8Parmi les autres raisons données pour expliquer le paradoxe de l’exploitation animale, l’auteur cite encore l’altruisme impur (qui comporte le warm-glow – l’idée que nous prenons plaisir à faire du bien sans nous soucier de l’impact sur les autres, autrement dit c’est l’image que cette bonne action nous renvoie qui compte, et non le bien-être d’autrui – et la licence morale – nous avons une sorte de thermostat moral qui nous pousse à chercher à l’équilibrer, en faisant du bien quand on a fait du mal, ou en s’autorisant à faire du mal après de bonnes actions). Il évoque encore les notions de réactance et d’aversion aux pertes. La première postule que les individus n’aiment pas voir leurs choix restreints. Quand il est question de diminuer la consommation de viande, par exemple, les agents peuvent se sentir menacés dans leur pouvoir de décision et réagir avec colère ou bien développer des contre-arguments. Ce mécanisme est souvent opérant lorsqu’il est question de modifier les habitudes alimentaires au profit des animaux non humains, ainsi que l’observe Romain Espinosa :

9« [L]es choix alimentaires s’inscrivent très bien dans le cadre de la théorie de la réactance. Les individus ont en effet une grande liberté de choix en matière d’alimentation […]. De plus, les discours prescriptifs concernant l’alimentation sont très nombreux à l’heure actuelle : ne pas manger trop gras, trop sucré, trop salé, éviter les produits transformés, manger local, manger de saison, ne pas manger entre les repas et, ce qui nous intéresse le plus, diminuer la part des protéines d’origine animale. Cette multiplicité des discours sur l’alimentation peut renforcer la perception d’une contrainte forte exercée à l’encontre de l’individu. » (p. 132)

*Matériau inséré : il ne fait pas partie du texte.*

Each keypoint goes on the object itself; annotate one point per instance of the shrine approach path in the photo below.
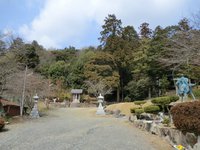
(78, 129)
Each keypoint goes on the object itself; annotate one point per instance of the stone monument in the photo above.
(100, 109)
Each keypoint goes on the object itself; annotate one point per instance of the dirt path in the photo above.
(78, 129)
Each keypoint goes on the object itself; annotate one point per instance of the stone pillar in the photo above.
(34, 113)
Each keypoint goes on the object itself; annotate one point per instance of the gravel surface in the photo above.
(77, 129)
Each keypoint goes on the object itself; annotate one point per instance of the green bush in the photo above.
(164, 101)
(173, 98)
(139, 102)
(132, 110)
(166, 121)
(186, 116)
(161, 100)
(196, 93)
(152, 109)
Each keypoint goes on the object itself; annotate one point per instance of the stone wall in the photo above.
(175, 137)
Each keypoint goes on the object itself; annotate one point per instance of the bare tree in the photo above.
(184, 50)
(196, 20)
(98, 87)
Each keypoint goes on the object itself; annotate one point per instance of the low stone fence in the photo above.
(175, 137)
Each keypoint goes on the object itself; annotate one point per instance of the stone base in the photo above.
(100, 112)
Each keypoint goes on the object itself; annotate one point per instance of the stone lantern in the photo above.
(100, 110)
(34, 113)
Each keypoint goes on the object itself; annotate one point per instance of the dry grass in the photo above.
(125, 107)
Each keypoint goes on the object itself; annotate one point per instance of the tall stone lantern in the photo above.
(34, 112)
(100, 110)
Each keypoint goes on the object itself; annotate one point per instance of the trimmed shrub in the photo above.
(186, 116)
(173, 98)
(139, 102)
(152, 109)
(196, 93)
(132, 110)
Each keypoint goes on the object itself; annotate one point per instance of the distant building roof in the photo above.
(76, 91)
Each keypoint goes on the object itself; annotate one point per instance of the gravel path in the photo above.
(77, 129)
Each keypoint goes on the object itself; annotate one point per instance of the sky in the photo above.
(62, 23)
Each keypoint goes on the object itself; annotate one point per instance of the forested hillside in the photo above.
(128, 64)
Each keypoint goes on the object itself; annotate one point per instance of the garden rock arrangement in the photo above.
(174, 136)
(185, 132)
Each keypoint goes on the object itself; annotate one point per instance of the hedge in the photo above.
(152, 109)
(186, 116)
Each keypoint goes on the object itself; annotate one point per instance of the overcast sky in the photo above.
(63, 23)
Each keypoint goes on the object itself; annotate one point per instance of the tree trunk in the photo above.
(118, 94)
(23, 92)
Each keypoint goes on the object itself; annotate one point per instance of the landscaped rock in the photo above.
(2, 124)
(145, 116)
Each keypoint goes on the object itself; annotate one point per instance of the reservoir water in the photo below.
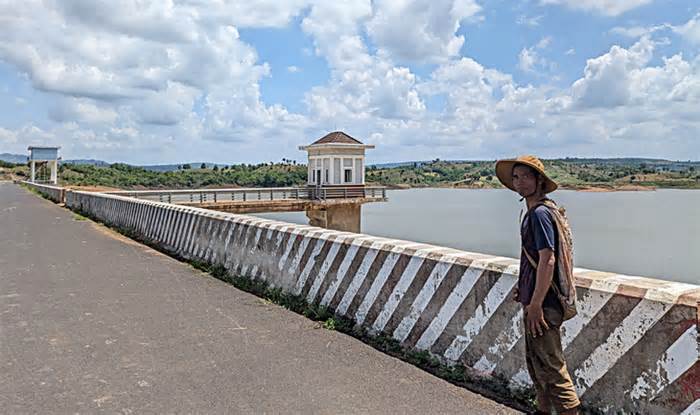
(654, 234)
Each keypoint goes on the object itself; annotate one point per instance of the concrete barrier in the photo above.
(54, 193)
(633, 347)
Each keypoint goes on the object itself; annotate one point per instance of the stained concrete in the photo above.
(90, 322)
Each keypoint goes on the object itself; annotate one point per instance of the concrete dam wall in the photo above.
(54, 193)
(632, 347)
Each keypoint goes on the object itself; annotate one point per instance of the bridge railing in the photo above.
(201, 196)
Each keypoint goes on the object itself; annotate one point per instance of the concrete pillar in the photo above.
(54, 172)
(341, 217)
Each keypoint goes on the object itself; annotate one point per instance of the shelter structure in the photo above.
(336, 160)
(41, 159)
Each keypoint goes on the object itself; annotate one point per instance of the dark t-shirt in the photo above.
(538, 231)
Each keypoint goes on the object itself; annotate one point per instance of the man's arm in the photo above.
(545, 241)
(545, 272)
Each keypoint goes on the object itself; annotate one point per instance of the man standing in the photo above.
(543, 310)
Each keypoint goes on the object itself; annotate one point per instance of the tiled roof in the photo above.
(336, 137)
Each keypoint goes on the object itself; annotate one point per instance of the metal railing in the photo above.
(201, 196)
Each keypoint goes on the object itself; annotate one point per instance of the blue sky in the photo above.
(232, 82)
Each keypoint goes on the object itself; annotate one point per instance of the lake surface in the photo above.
(653, 234)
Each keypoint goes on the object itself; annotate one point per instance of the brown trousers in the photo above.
(547, 366)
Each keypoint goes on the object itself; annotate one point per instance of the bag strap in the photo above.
(534, 265)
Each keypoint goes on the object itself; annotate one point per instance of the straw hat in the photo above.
(504, 171)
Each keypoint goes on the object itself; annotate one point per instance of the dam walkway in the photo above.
(93, 322)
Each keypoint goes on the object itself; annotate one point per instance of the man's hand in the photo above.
(534, 317)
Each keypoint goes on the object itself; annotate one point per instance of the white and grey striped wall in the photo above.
(633, 347)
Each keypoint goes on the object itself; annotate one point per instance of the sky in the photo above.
(174, 81)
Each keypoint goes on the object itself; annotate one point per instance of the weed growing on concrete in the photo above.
(78, 217)
(493, 388)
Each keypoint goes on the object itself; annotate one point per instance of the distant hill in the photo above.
(174, 167)
(90, 162)
(13, 158)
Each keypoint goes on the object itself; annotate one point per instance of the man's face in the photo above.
(524, 180)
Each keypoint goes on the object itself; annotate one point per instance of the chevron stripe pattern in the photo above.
(633, 346)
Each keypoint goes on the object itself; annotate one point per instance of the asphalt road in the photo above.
(93, 322)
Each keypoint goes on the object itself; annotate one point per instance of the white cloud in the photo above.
(690, 30)
(7, 136)
(432, 28)
(605, 7)
(178, 82)
(529, 59)
(533, 21)
(608, 79)
(82, 109)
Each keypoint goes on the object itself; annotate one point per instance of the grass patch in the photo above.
(493, 388)
(78, 217)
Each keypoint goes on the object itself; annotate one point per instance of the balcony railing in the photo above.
(202, 196)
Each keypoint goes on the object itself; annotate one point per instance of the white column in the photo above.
(54, 172)
(362, 170)
(310, 170)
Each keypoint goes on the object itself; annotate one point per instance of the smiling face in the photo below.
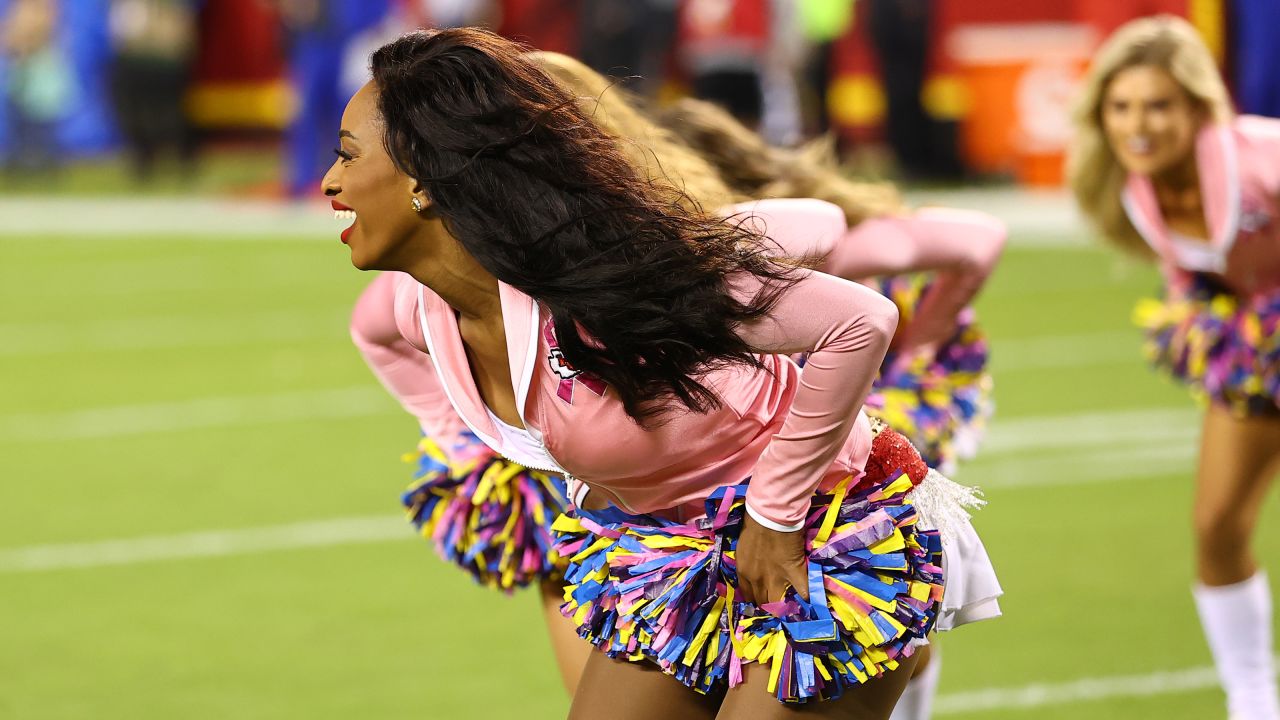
(369, 190)
(1150, 121)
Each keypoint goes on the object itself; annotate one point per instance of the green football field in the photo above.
(200, 502)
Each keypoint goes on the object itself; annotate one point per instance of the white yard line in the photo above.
(211, 543)
(170, 332)
(196, 414)
(1086, 689)
(1065, 351)
(1075, 429)
(1082, 465)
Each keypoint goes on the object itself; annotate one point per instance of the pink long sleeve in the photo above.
(403, 369)
(961, 246)
(846, 329)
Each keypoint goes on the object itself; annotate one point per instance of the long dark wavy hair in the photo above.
(636, 285)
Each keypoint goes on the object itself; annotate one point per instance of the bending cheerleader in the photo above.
(1165, 171)
(932, 263)
(484, 513)
(760, 533)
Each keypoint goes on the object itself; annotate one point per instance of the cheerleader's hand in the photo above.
(768, 561)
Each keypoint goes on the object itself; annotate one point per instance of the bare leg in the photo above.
(571, 651)
(636, 691)
(917, 701)
(1239, 458)
(873, 700)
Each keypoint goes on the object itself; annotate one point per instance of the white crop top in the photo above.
(520, 446)
(1197, 255)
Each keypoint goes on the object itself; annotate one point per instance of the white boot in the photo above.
(1237, 621)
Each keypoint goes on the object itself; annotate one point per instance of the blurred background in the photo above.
(243, 95)
(199, 477)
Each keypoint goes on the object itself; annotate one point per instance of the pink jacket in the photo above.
(1239, 174)
(960, 246)
(790, 434)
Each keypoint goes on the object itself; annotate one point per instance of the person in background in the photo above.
(39, 89)
(595, 376)
(318, 33)
(152, 42)
(629, 39)
(1166, 171)
(1257, 55)
(900, 33)
(933, 383)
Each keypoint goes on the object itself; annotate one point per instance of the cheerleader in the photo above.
(936, 392)
(580, 324)
(932, 263)
(1166, 171)
(483, 513)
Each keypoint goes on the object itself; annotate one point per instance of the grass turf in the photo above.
(1096, 572)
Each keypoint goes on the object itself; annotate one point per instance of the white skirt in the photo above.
(972, 591)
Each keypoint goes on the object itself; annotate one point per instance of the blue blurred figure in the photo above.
(1257, 55)
(318, 32)
(39, 86)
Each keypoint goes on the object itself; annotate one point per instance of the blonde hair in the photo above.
(1093, 172)
(649, 146)
(755, 169)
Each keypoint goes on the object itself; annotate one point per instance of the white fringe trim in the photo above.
(944, 505)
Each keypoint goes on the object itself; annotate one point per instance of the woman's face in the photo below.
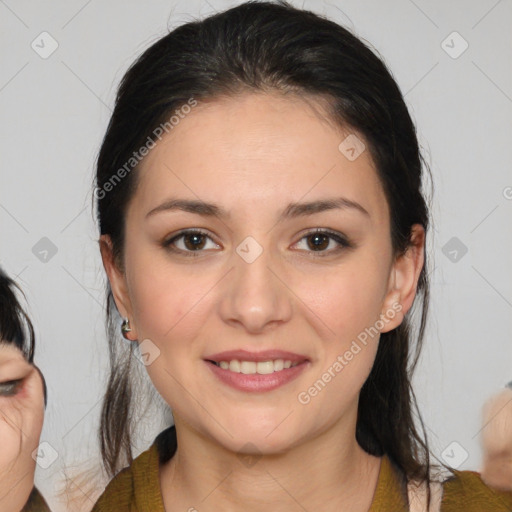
(259, 278)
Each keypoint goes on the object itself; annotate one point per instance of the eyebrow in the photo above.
(291, 211)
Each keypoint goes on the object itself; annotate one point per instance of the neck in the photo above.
(205, 476)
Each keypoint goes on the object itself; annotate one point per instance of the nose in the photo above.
(255, 296)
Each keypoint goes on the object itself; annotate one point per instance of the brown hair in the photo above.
(264, 46)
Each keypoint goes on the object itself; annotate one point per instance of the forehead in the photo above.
(259, 149)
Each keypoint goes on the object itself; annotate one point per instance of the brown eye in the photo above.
(319, 240)
(190, 240)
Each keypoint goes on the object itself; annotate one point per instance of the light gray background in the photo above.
(54, 114)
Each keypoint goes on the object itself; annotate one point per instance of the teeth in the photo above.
(252, 367)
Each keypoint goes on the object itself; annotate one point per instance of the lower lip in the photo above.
(256, 382)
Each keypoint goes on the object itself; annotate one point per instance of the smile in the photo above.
(252, 367)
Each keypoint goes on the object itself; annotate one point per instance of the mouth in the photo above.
(253, 367)
(261, 363)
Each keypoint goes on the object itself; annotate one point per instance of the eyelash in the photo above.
(10, 388)
(342, 241)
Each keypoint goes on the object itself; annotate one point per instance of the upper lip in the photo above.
(265, 355)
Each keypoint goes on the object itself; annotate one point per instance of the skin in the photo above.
(253, 155)
(21, 421)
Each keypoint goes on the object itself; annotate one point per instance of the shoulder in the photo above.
(36, 503)
(465, 490)
(133, 487)
(137, 487)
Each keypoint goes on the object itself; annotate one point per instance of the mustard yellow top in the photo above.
(137, 488)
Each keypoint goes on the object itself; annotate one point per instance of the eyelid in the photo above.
(339, 238)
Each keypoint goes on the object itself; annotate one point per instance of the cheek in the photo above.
(166, 300)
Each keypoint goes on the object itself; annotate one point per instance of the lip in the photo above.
(256, 382)
(265, 355)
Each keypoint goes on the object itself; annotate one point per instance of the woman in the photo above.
(22, 404)
(262, 221)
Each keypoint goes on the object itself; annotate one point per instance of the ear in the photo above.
(117, 279)
(403, 280)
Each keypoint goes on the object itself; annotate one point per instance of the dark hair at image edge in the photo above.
(15, 325)
(275, 47)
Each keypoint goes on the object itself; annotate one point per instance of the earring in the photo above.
(125, 328)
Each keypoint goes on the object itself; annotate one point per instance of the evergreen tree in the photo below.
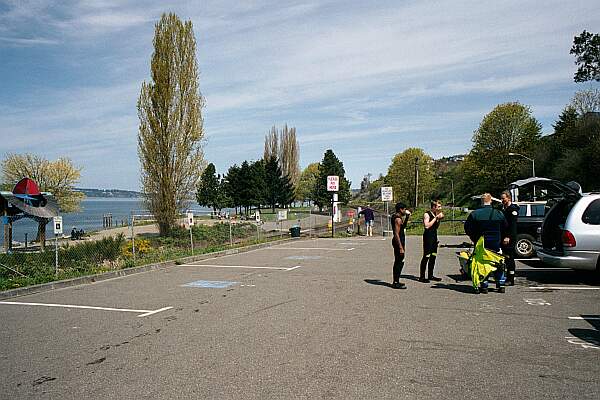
(586, 48)
(232, 185)
(330, 165)
(208, 189)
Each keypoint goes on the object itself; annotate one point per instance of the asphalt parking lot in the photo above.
(306, 319)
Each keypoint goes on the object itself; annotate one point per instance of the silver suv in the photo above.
(571, 232)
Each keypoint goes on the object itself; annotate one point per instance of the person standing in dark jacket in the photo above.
(491, 224)
(399, 220)
(511, 214)
(369, 219)
(487, 222)
(431, 221)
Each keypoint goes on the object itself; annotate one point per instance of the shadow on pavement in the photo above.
(547, 276)
(378, 282)
(590, 336)
(468, 289)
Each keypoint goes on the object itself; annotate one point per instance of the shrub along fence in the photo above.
(127, 247)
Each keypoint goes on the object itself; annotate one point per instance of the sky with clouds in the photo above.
(365, 79)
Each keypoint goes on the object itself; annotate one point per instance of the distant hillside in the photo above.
(113, 193)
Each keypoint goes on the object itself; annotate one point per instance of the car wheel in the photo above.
(524, 246)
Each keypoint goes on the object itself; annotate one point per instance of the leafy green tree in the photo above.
(586, 48)
(278, 188)
(401, 176)
(289, 155)
(330, 165)
(578, 157)
(585, 101)
(170, 131)
(374, 189)
(246, 194)
(258, 185)
(307, 181)
(551, 147)
(208, 194)
(509, 127)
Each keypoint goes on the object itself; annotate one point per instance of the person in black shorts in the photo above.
(511, 214)
(431, 221)
(399, 220)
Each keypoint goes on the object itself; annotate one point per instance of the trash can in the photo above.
(295, 231)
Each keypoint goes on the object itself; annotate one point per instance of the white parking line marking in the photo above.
(233, 266)
(537, 302)
(145, 313)
(155, 311)
(584, 343)
(308, 248)
(533, 269)
(565, 287)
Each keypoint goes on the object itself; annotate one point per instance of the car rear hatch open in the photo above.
(560, 199)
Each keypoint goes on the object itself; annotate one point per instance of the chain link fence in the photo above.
(114, 241)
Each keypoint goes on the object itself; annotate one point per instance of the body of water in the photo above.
(90, 218)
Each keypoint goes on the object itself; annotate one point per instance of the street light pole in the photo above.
(453, 204)
(532, 168)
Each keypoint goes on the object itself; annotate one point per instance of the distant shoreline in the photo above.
(110, 193)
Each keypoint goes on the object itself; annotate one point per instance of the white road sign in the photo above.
(57, 222)
(387, 193)
(333, 183)
(282, 215)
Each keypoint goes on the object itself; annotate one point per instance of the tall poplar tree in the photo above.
(289, 157)
(171, 131)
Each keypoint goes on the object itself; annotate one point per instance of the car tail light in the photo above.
(568, 239)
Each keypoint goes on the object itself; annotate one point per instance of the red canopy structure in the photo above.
(27, 186)
(26, 201)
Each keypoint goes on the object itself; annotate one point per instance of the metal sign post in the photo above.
(190, 221)
(333, 185)
(57, 222)
(387, 195)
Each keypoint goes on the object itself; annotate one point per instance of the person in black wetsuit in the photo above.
(399, 220)
(511, 214)
(431, 221)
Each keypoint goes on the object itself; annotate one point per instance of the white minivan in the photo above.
(570, 235)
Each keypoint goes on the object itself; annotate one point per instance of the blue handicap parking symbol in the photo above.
(210, 284)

10Il cite par ailleurs l’empathie émotionnelle isolée comme autre motif possible expliquant le paradoxe de l’exploitation animale : l’occultation de la souffrance animale a rompu le lien entre les souffrances animales et l’empathie émotionnelle. Autrement dit, parce que nous ne voyons plus les animaux de rente souffrir (ils sont hors de notre vue pendant leur vie dans des élevages intensifs puis au moment de leur mise à mort dans les abattoirs), nous ne sommes plus en mesure de nous relier à leur souffrance. Cela nous empêche de comprendre ce qu’ils vivent et ressentent.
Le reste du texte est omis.